Ce décloisonnement est visé aussi dans l’interrelation à construire entre différents acteurs, par exemple, entre les chercheurs et les activistes (Kane, 2016).

5 – Enfin, imaginer et inventer un/des « paradigme.s écologique.s » pour susciter une émulation dans la communication environnementale (ses dispositifs, ses médiations, ses discours…)

Il est fort significatif de constater qu’à l’invitation d’un changement de cosmologie pour appréhender la situation actuelle de l’urgence écologique, fait écho une autre invitation aussi pressante, celle de changer de paradigme épistémologique afin de pouvoir comprendre et habiter ce monde. Ainsi, une approche « compositionniste » (Latour, 2015), une perspective « relationniste » (Serres, 2019), pour ne citer que ces deux exemples, témoignent de cette nécessité d’inventer une nouvelle épistémè.
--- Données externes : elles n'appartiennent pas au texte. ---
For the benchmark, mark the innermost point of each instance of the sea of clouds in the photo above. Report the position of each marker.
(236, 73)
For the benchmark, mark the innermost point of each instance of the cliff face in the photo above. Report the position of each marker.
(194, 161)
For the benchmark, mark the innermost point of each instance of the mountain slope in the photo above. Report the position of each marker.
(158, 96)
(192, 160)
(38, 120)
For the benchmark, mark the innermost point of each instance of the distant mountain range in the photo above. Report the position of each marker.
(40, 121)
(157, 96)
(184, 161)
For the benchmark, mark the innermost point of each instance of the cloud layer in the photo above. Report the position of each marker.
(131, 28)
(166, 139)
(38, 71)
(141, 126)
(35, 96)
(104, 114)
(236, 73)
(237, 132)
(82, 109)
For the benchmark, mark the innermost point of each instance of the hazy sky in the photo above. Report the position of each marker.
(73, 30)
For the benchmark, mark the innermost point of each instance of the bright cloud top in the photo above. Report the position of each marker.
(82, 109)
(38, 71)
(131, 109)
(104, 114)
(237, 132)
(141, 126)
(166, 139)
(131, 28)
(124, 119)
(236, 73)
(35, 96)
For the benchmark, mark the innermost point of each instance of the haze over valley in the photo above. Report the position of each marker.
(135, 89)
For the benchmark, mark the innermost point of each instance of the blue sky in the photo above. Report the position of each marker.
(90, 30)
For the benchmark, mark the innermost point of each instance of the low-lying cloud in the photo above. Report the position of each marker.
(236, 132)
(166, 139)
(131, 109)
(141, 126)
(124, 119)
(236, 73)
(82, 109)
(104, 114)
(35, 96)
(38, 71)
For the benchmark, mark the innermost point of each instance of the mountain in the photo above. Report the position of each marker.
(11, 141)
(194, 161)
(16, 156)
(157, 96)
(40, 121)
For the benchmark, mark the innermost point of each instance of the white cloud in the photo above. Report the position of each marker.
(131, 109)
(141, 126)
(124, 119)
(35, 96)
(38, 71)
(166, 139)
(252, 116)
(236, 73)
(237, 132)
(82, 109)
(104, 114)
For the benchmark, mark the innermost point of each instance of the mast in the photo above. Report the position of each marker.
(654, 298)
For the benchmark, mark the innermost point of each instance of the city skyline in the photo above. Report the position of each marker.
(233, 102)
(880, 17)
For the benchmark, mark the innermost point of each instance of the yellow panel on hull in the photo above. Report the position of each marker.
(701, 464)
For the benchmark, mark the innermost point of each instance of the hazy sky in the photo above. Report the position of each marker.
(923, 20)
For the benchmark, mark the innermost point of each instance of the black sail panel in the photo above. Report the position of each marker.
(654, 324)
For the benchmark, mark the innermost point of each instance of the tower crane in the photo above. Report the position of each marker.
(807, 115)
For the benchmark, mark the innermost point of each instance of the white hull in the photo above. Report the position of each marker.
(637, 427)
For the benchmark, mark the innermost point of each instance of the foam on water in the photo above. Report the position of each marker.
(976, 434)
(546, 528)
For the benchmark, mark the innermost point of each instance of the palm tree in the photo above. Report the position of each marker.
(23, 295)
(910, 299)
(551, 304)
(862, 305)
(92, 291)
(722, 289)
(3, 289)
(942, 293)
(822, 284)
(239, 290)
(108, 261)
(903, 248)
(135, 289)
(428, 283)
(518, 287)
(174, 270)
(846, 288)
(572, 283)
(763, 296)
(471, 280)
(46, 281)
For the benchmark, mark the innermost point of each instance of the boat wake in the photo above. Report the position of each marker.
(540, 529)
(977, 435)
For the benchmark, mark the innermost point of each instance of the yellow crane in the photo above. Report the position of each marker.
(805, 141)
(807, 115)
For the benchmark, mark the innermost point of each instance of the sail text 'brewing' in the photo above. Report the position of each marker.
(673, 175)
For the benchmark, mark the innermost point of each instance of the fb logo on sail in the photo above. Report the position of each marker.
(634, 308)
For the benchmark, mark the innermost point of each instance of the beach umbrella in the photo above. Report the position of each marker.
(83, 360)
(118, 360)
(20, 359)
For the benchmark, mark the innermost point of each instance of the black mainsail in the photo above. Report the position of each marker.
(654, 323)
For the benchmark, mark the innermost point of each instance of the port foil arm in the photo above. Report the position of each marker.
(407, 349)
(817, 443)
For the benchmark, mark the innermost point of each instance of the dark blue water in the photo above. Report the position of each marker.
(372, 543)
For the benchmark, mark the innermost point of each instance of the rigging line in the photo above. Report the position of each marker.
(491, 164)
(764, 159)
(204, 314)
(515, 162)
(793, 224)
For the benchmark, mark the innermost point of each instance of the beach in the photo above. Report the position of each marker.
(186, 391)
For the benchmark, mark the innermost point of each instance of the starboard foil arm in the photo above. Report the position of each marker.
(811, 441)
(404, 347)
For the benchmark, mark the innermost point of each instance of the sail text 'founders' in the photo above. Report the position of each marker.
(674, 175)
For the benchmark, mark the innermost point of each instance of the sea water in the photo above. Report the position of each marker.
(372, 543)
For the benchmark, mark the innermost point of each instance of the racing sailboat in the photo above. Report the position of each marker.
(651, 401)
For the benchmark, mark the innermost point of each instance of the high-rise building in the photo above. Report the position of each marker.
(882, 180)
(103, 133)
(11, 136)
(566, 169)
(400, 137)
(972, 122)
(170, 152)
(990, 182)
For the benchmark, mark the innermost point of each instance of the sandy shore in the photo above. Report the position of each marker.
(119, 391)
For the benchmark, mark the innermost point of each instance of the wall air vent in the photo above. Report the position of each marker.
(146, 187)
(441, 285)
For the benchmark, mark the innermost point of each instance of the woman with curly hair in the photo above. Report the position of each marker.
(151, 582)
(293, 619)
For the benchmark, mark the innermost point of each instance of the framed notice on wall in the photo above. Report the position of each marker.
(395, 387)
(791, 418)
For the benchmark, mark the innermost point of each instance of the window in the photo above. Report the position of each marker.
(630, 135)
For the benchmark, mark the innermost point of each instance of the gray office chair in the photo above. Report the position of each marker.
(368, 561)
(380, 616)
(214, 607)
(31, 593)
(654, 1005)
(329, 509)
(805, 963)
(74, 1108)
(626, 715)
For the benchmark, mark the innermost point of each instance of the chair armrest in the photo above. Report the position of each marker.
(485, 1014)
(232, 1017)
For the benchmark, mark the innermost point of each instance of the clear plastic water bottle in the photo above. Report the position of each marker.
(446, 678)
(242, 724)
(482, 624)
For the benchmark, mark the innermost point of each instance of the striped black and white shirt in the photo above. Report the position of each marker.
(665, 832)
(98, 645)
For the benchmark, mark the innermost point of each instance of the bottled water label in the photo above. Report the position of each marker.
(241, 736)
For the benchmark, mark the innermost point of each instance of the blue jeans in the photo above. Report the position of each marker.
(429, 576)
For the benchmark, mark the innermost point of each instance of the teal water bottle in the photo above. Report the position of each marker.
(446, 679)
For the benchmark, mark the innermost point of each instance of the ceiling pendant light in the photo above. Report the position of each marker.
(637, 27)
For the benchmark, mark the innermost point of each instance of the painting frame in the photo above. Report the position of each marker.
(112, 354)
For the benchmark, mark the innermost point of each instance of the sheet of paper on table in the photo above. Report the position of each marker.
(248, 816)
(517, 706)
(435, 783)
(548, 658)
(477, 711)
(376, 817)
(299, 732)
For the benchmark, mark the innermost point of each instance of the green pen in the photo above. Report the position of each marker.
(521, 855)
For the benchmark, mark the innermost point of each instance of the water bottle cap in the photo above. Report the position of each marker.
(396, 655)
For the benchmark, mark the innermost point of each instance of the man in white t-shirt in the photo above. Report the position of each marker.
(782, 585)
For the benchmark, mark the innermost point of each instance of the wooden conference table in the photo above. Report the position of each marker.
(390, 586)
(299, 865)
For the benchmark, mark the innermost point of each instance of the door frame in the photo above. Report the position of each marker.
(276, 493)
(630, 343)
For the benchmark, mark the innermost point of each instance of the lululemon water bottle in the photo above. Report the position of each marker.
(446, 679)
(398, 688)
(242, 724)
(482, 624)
Dans le cadre plus spécifique des sciences de l’information et de la communication francophone, la proposition de Françoise Bernard d’intégrer l’« Anthropocène » à l’épistémologie de ce champ disciplinaire, ou celle d’Amélie Coulbaut-Lazzarini et Frédéric Couston de « définir la communication environnementale non comme une étude des discours et des pratiques environnementaux anthropocentrés, mais comme une recherche engagée visant à modifier les liens entre humains et non-humains » (Coulbaut-Lazzarini & Couston, 2021).

Dans cette perspective, comment revisiter, renouveler des concepts clés qui fondent jusqu’à présent la construction épistémologique des SIC tels que « médiation », « dispositif », « système », « circulation », « discours », etc. ? Que faudrait-il inventer ? Serait-il pertinent d’élaborer, par exemple, un « paradigme écologique » (Hoang et al., 2022) comme une tentative d’épistémiser le domaine de la communication en général, et celui de la communication environnementale ?

Informations pratiques

Calendrier et modalités d’envoi des propositions :

• 30 septembre 2024 : date limite d’envoi des propositions de communication

• 15 octobre 2024 : retour aux auteurs et autrices

Format des propositions :

Envoyer un fichier au format Word ou PDF et comprenant les
éléments suivants :

• Un résumé en français ou en anglais entre 4000 à 6000 signes (espaces
compris), hors bibliographie.

• Une bibliographie indicative

• 4 à 6 mots clés.

• Courte biographie de/des auteur.s

• Dépôt du résumé sur la plateforme : https://comenss2024.sciencesconf.org

Besoin d’informations : contact.comenss2024@gmail.com

Le colloque donnera lieu à une publication (modalités à venir).